Lentamente, eles se ajudaram a ajeitar as roupas, o ar frio da escada era um lembrete gritante do ambiente. Lúcia não conseguiu evitar olhares furtivos para Renato enquanto se vestiam, a visão de seu corpo tonificado gravada em sua mente. Ela alisou a saia, sentindo o tecido grudar em sua pele, e a lembrança das mãos dele sobre ela a fez corar novamente.

Renato enfiou a camisa para dentro, seus olhos nunca deixando os dela. Havia um olhar de admiração e satisfação neles que ela não tinha visto antes, e ela sabia que isso se refletia em seu próprio olhar. Ambos sabiam que sua amizade tinha acabado de dar uma guinada muito significativa, e era ao mesmo tempo aterrorizante e estimulante.

Eles se encostaram na parede, recuperando o fôlego, o concreto frio um contraste gritante com o calor que ainda permanecia entre eles. O silêncio se estendeu, preenchido apenas com os sons distantes do escritório e seus próprios corações acelerados. Finalmente, Lúcia falou, sua voz baixa e rouca.

“Não acredito que fizemos isso”, ela murmurou, uma mistura de espanto e travessura em seu tom.

Renato riu baixinho, seus olhos brilhando com a mesma emoção. “Nem eu”, ele admitiu, afastando uma mecha solta de cabelo do rosto dela. “Mas não estou reclamando.”

As bochechas de Lúcia ficaram ainda mais rosadas, e ela mordeu o lábio inferior, tentando se recompor. “Não podemos deixar ninguém saber”, ela sussurrou, uma pitada de pânico surgindo em sua voz.

Renato assentiu solenemente, seus olhos ainda escuros de desejo. “Claro”, ele assegurou a ela, sua voz um estrondo baixo. “Este é o nosso segredo.”

Eles compartilharam um último e demorado beijo antes de voltarem para suas mesas, seus movimentos cuidadosos e deliberados. O escritório estava como eles o deixaram, uma colmeia movimentada de atividade, mas o ar parecia carregado com o segredo que agora os prendia. Eles se sentaram em suas mesas, tentando parecer indiferentes, mas cada olhar que eles trocavam era preenchido com a memória do que tinha acabado de acontecer.

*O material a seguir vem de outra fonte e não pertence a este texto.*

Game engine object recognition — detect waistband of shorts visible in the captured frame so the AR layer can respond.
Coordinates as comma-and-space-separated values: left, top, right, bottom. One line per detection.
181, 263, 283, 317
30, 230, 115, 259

Mas o que nenhum deles sabia era que os passos que ouviram quando estavam se beijando não tinham realmente desaparecido. Priscila, outra colega de trabalho, ao ouvir o som dos amantes, se escondeu nas sombras da escada. Com a curiosidade aguçada, ela se esgueirou para um canto de onde podia observar tudo o que acontecia nas escadas. Seus olhos se arregalaram em choque ao reconhecer Renato e Lúcia, mas ela não conseguia desviar o olhar.

Priscila era conhecida por sua língua afiada e amor por fofocas de escritório. Seu coração disparou enquanto ela observava a cena diante dela. Ela sempre teve uma queda por Renato, mas nunca tinha visto esse lado dele antes. O jeito como ele tocava Lúcia, o jeito como eles se moviam juntos — era como assistir a uma fantasia secreta se desenrolar. Ela sentiu uma estranha mistura de ciúmes e excitação, seus próprios desejos se agitando no escuro.

Decidindo aproveitar a situação, Priscila silenciosamente recuou para sua mesa, sua mente correndo com as implicações do que ela tinha acabado de testemunhar. Ela sabia que essa informação suculenta seria o assunto do escritório por semanas, se não fosse tratada com cuidado. Seus olhos brilharam com uma faísca travessa enquanto ela pensava nas maneiras como ela poderia usar isso a seu favor.